Sie würde ihren Vater in einer Stunde sowieso beim Essen sehen. Warum diese Eile? Obgleich sie sich keiner Schuld bewusst war, war ihr nicht behaglich. Ein Einzelgespräch mit ihrem Vater bedeutete ein Verhör, fast eine hochnotpeinliche Befragung, mindestens eine Zurechtweisung oder gar eine Strafe.
Aber wofür?
Sie rekapitulierte alles, was sie heute getan hatte, und fand nichts. Auch gestern hatte sie sich nicht ungebührlich verhalten, da war sie sicher.
Nur die schwere Holztür zum Herrenzimmer trennte sie noch von dem Strafgericht.
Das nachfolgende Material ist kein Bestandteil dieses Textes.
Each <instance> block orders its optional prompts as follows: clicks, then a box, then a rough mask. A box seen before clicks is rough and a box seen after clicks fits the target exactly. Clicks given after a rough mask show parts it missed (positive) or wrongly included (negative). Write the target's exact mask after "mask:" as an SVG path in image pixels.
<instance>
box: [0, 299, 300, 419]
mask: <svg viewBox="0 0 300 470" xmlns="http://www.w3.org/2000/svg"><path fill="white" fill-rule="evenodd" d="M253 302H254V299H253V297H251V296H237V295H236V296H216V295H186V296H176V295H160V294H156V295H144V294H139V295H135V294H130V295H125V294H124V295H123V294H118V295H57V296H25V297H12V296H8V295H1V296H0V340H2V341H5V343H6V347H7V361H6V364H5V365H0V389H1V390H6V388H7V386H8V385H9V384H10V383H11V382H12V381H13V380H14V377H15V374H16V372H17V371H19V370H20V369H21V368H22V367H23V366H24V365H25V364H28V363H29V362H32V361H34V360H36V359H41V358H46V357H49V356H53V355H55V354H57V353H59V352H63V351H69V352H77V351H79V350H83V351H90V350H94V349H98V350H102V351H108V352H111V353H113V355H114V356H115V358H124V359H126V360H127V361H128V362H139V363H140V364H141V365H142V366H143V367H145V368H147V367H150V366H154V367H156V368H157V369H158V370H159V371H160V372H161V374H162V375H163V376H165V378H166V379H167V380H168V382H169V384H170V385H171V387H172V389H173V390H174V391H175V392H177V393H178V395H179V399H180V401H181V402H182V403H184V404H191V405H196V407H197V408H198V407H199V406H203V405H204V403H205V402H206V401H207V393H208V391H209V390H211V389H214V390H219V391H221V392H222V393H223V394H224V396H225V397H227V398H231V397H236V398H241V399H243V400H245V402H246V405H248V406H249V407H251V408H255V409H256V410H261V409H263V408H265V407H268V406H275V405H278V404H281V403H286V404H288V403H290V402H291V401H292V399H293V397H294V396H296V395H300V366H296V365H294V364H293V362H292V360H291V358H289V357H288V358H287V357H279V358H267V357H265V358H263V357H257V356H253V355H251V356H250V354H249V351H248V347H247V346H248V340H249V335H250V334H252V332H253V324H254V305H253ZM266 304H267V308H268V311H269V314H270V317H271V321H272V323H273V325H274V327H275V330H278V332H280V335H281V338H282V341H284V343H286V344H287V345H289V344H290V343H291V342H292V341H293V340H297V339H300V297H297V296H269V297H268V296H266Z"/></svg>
Einen letzten Augenblick zögerte sie, dann klopfte sie.
„Herein!“
Langsam öffnete sie die Tür. Ihr Vater stand am Fenster und sah in den Garten, hatte die Hände auf dem Rücken verschränkt.
Die Atmosphäre in dem Zimmer war so düster wie das ganze Zimmer. Im Gegensatz zu dem Salon und Speisezimmer waren die Möbel hier dunkel und schwer. Gewaltige Bücherschränke, alle mit Glastüren versehen, standen an den Wänden, ein riesiger Schreibtisch ragte in den Raum, in dem sich nur noch eine lederne Sitzgruppe, vier kaum zu bewegende Sessel und ein Rauchtisch, befanden.